In its continuing effort to keep the marketers of “green” products honest, The Federal Trade Commission (FTC) last month released its revised “Green Guides,” a set of guidelines meant to help and remind marketers and advertisers who make claims that are “truthful and non-deceptive.” While the guides aren’t technically regulations, they describe the types of environmental claims the FTC may or may not find deceptive under Section 5 of the FTC Act. The Act allows the FTC to take “enforcement action” against deceptive claims, which can lead to Commission orders prohibiting deceptive advertising. If a company then violates these orders, it would be subject to fines.

Industry initiatives also provide companies with a platform on which to devise and build their greenhouse gas emissions reporting initiatives. For example, the Global Reporting Initiative (GRI) provides companies and organizations with a comprehensive sustainability-reporting framework aimed at promoting economic, environmental and social sustainability.

Additionally, the future of public reporting will have an even greater focus on transparency. The continued push for corporate social responsibility (CSR) reporting is one such indicator. The Dow Jones Sustainability Index defines CSR as a business approach that creates long-term shareholder value by embracing opportunities and managing risks deriving from economic, environmental and social developments. The GRI’s sustainability reporting framework looks more broadly at an organization’s economic, environmental, social and governance performance and organization’s ability to maintain that performance. Establishing a sustainability reporting process, according to the GRI, helps organizations set goals, measure performance and manage change; and is a key platform for communicating positive and negative sustainability impacts—including trade-offs.

Deploy the steps today

What’s critical is that companies determine the best supply chain measures that meet their specific requirements and strategic goals and then analyze and compare those measures to understand if—and where—any tradeoffs might occur. Through lifecycle assessments that leverage what-if scenarios and modeling and risk/opportunity matrices, companies can strike the right balance as they optimize supply chain operations and reduce their supply chain’s environmental footprint.
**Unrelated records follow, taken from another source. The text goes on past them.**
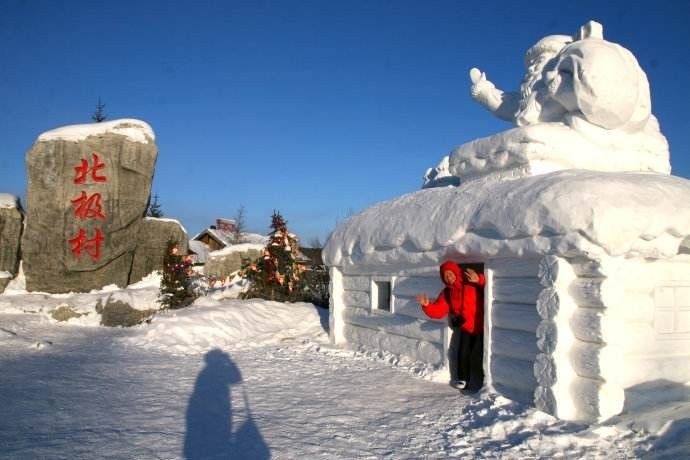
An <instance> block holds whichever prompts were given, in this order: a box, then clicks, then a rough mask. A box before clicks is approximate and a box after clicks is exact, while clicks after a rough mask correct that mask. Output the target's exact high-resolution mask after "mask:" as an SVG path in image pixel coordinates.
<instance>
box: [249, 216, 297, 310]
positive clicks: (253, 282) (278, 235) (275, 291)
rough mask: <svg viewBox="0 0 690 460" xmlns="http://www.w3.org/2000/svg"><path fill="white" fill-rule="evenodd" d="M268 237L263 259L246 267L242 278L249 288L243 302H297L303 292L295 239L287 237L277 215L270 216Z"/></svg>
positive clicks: (282, 225)
mask: <svg viewBox="0 0 690 460" xmlns="http://www.w3.org/2000/svg"><path fill="white" fill-rule="evenodd" d="M271 229H272V231H271V233H270V235H269V237H268V244H267V245H266V247H265V248H264V252H263V256H262V257H260V258H259V259H257V260H255V261H254V262H250V263H249V264H248V265H246V266H245V267H244V268H243V269H242V271H241V275H242V277H244V278H246V279H248V280H249V281H250V282H251V284H250V288H249V290H248V291H247V292H246V293H244V294H243V296H242V297H243V298H245V299H247V298H252V297H259V298H262V299H268V300H278V301H286V300H297V299H299V298H300V296H301V292H302V289H303V283H304V280H303V277H302V272H303V271H304V266H303V265H301V264H300V263H299V262H298V257H299V256H300V249H299V239H298V238H297V236H295V235H294V234H292V233H290V232H289V231H288V228H287V222H286V221H285V219H283V216H281V215H280V213H279V212H277V211H273V216H271Z"/></svg>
By utilizing the latest in lifecycle assessment services, network design, optimization and planning systems—which incorporate environmental footprint considerations—executives can both incorporate environmental practices within their supply chain, while at the same time provide people with a transparent view of their entire supply chain.

Companies today can and should be a force for good—blazing the trail on how to care for the environment. By adopting cutting-edge tools and services to help better understand a companies’ environmental challenges and opportunities, executives can indeed adapt to the inevitable trade-offs while still achieving environmental and financial success together.
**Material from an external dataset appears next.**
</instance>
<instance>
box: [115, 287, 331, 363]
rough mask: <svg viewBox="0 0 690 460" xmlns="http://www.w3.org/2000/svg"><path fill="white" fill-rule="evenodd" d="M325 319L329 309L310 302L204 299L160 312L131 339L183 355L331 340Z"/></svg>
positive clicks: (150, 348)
Dr. Chet Chaffee is Vice President, Life Cycle Assessment at FirstCarbon Solutions, Irvine, Calif. With over 50 technical papers to his credit, Chet provided expert testimony before the U.S. House of Representatives, the U.S. Environmental Protection Agency and the Federal Trade Commission. As former executive vice president at Scientific Certification Systems, he directed over 200 lifecycle and sustainability initiatives for General Motors, Home Depot and Unilever.